On Saturday morning, Elizabeth testified, she made the rounds of capitol pawn stores. When she was through, she had several hundred dollars in her purse. Overjoyed, she invited Jens to lunch to celebrate her largesse and split the money with him since they divided everything half and half. Instead of being happy, however, he was angry, furious that her parents did not give her enough money to live on and that she was forced to sell her possessions to survive.
“He said my parents weren’t providing me with sufficient funds, and they were supposed to be so incredibly wealthy, which was not true. He became very angry over that, and the conversation went into other resentments and angers about my relationship with my parents,” she said.

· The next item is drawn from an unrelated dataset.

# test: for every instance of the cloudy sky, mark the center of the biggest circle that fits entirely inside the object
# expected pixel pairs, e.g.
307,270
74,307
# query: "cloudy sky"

You have to admire her, Updike thought, captivated by her tale. Her imagination is fantastic.
Jens was so angry, Elizabeth said, that he insisted on immediately driving to Boonsboro that afternoon to tell Nancy and Derek what he thought about their penny-pinching. At first she tried to talk him out of it because, first of all, her parents’ money policies were none of his business. But worse than that, if he drove to Boonsboro, they would find out that she and Jens were spending the weekend together in Washington, and then they would be furious because they held her to very rigid moral standards. But the more she thought about it, the more she decided not to try to stop him. With him out of the way, she would be free to spend some of her new-found wealth on drugs. She would not be able to do that with Jens around because he disapproved intensely of her drug use.
“Once I thought about my drugs, I just became so self-centered, so selfish, so totally involved in my own desire to get my fix that I wanted to get him away from me so I could go and score. And so I didn’t really care about the long term. I just wanted to get him out of the way.”